Kong Hans Kælder is a two Michelin star restaurant in Copenhagen, Denmark. It received the first Michelin star awarded to a Copenhagen restaurant, but lost its star in March 2014 . It since regained a Michelin star in 2015. On 13 September 2021, Kong Hans Kælder received a second Michelin star. The cuisine is mainly classical French with contemporary Nordic influences. The head chef is Mark Lundgaard.[1]
The restaurant is located in a white-washed, groin vaulted basement under one of the oldest houses in Copenhagen, a former merchant's residence from the Middle Ages, in a small street just off Kongens Nytorv. Kong Hans Kælder translates into King John's cellar.
Kong Hans Kælder was established in Copenhagen in 1976 by filmmakers and culinary entrepreneurs Sven and Lene Grønlykke, with Danish author Klaus Rifbjerg as an investor.
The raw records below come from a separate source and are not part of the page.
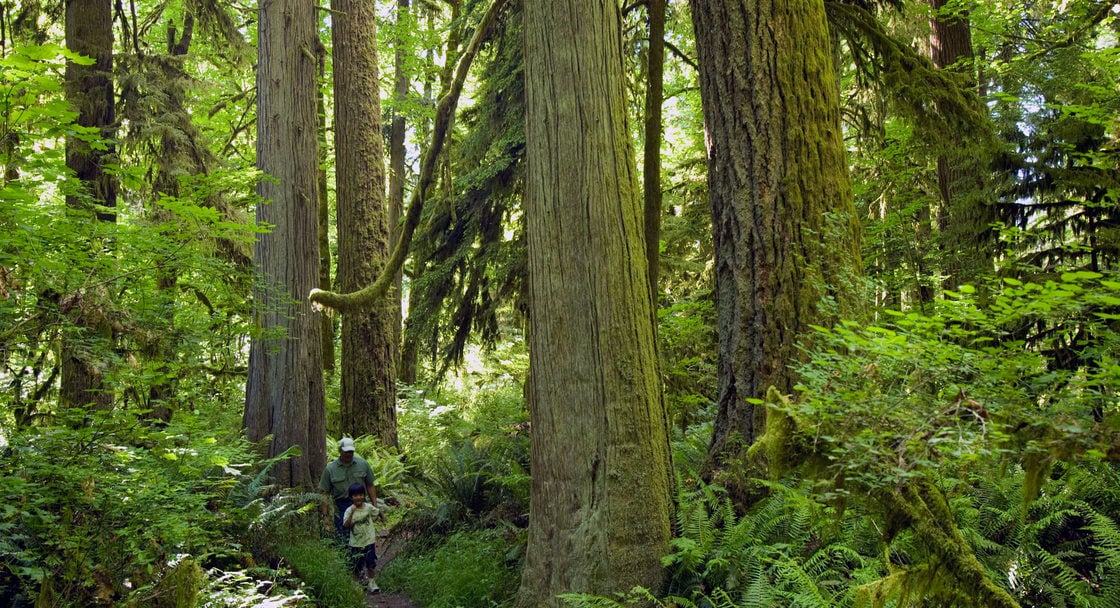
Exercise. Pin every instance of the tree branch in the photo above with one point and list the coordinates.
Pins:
(672, 48)
(445, 110)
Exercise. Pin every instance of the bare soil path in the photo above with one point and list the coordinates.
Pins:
(385, 599)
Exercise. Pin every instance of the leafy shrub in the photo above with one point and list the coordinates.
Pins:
(470, 455)
(103, 511)
(469, 569)
(323, 566)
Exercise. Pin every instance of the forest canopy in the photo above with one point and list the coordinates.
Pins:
(663, 302)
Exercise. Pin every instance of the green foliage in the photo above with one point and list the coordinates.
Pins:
(472, 451)
(110, 510)
(468, 569)
(688, 359)
(323, 566)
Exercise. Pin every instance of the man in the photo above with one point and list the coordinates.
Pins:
(336, 482)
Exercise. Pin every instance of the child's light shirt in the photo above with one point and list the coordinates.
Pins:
(362, 531)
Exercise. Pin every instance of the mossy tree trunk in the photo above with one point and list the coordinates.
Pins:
(397, 164)
(966, 214)
(283, 395)
(369, 377)
(90, 91)
(651, 156)
(783, 217)
(600, 488)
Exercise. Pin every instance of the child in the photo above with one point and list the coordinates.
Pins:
(358, 520)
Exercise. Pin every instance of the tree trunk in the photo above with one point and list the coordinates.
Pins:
(283, 396)
(600, 486)
(90, 91)
(397, 164)
(326, 321)
(369, 379)
(783, 217)
(964, 214)
(651, 159)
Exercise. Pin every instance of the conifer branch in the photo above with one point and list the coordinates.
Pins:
(445, 110)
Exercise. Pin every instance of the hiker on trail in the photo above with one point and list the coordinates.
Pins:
(358, 520)
(336, 480)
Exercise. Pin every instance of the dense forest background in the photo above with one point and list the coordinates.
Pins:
(656, 302)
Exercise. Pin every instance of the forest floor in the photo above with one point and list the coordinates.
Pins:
(385, 599)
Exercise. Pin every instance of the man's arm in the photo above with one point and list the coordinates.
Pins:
(328, 498)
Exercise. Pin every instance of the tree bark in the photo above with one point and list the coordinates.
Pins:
(964, 214)
(326, 323)
(90, 91)
(283, 395)
(783, 218)
(600, 486)
(369, 379)
(397, 164)
(651, 159)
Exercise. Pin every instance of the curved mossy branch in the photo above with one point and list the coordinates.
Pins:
(367, 296)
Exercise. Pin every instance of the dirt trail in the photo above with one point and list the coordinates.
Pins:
(385, 599)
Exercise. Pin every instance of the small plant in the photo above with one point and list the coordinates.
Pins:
(322, 566)
(474, 569)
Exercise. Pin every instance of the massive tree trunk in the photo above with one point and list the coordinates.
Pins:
(600, 488)
(964, 214)
(783, 217)
(397, 162)
(369, 379)
(285, 394)
(90, 91)
(326, 321)
(651, 157)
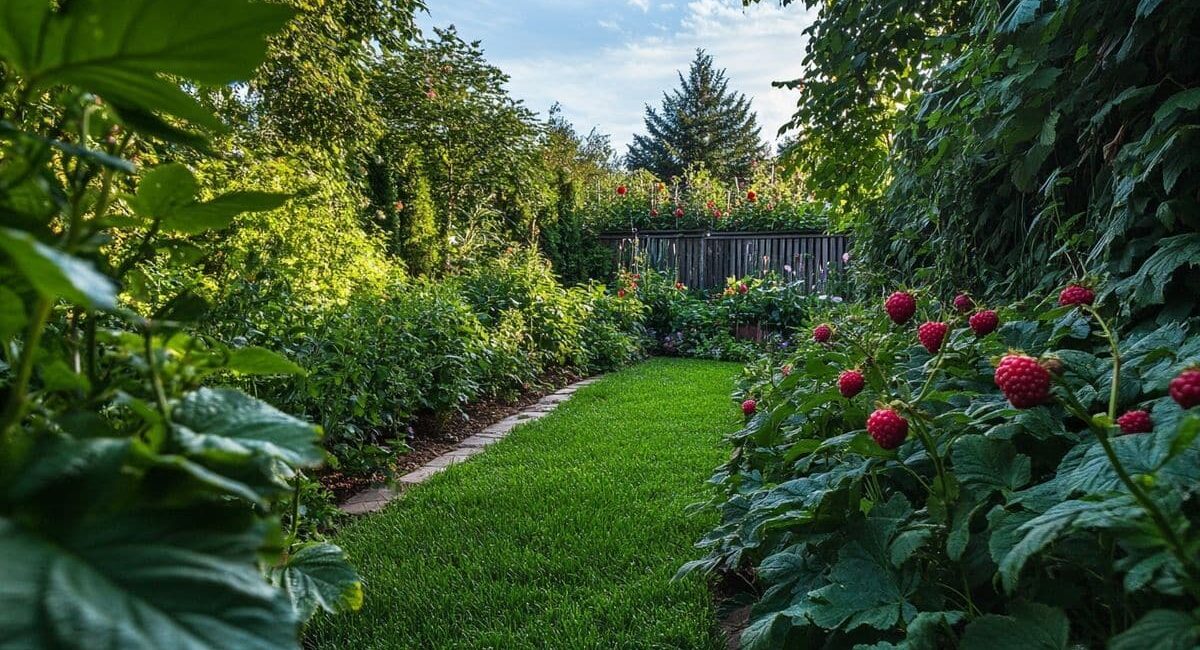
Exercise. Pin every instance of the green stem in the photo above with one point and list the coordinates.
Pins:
(15, 409)
(1102, 434)
(160, 392)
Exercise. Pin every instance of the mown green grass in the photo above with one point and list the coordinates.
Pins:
(564, 535)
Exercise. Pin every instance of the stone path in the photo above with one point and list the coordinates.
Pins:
(370, 500)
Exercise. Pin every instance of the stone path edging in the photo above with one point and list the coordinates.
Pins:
(375, 499)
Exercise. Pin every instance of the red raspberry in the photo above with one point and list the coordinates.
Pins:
(933, 335)
(887, 428)
(850, 384)
(900, 307)
(1135, 422)
(964, 304)
(984, 323)
(1186, 389)
(1023, 380)
(1077, 294)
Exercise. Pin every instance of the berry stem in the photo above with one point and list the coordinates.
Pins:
(1115, 389)
(1159, 519)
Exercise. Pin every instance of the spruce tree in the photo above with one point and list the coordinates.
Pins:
(702, 121)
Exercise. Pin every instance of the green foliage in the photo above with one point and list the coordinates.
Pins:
(138, 504)
(700, 124)
(479, 145)
(990, 527)
(733, 325)
(705, 200)
(1008, 146)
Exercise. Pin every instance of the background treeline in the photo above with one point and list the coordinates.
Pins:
(1003, 146)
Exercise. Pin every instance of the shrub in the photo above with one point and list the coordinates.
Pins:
(989, 521)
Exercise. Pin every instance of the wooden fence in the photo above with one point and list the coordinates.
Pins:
(703, 259)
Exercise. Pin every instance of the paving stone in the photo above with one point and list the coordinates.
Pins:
(375, 499)
(456, 456)
(419, 475)
(363, 507)
(479, 440)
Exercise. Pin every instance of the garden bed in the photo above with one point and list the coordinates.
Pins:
(435, 435)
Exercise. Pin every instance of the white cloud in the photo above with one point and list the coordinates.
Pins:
(609, 88)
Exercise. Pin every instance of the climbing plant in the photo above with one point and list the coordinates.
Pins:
(1005, 146)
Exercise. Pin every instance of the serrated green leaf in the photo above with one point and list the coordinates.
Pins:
(220, 212)
(126, 50)
(318, 576)
(55, 274)
(12, 313)
(1161, 630)
(1030, 626)
(261, 361)
(163, 191)
(226, 423)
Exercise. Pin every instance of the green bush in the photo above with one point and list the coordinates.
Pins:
(989, 524)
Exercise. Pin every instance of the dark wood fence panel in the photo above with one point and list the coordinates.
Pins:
(705, 260)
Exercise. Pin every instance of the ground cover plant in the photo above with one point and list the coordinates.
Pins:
(736, 324)
(1007, 146)
(564, 534)
(930, 474)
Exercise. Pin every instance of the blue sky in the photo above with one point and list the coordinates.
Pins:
(604, 60)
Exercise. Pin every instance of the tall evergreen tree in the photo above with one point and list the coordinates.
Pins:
(702, 121)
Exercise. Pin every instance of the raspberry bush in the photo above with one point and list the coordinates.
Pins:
(978, 497)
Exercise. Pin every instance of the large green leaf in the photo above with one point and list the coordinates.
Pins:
(126, 50)
(55, 274)
(1030, 626)
(318, 577)
(1161, 630)
(184, 579)
(223, 423)
(168, 193)
(220, 212)
(261, 361)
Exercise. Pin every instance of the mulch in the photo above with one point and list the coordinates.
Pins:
(435, 435)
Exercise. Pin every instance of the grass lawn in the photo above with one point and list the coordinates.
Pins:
(563, 535)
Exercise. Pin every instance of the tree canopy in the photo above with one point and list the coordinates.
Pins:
(700, 122)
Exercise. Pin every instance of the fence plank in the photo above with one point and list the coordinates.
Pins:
(705, 259)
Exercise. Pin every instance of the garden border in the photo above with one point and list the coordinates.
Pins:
(376, 498)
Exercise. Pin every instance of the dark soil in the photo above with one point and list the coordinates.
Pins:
(733, 594)
(436, 434)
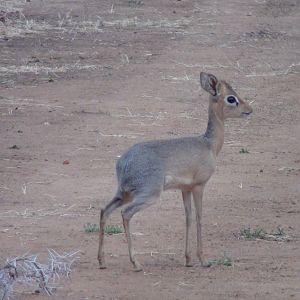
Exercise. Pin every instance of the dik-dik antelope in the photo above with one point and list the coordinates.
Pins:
(187, 163)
It was the first French-style gourmet restaurant in Copenhagen and drew considerable media attention at its opening.[2] The first head chef was French Michel Michaud, until then head chef of one of the Grønlycke family's other establishments, Falsled Kro in the southern part of the island of Funen. In 1980, the kitchen was taken over by another Frenchman, Daniel Letz, under whom the restaurant received its first Michelin star in 1983. In 1998, Thomas Rode Andersen replaced Letz as head chef of Kong Hans Kælder.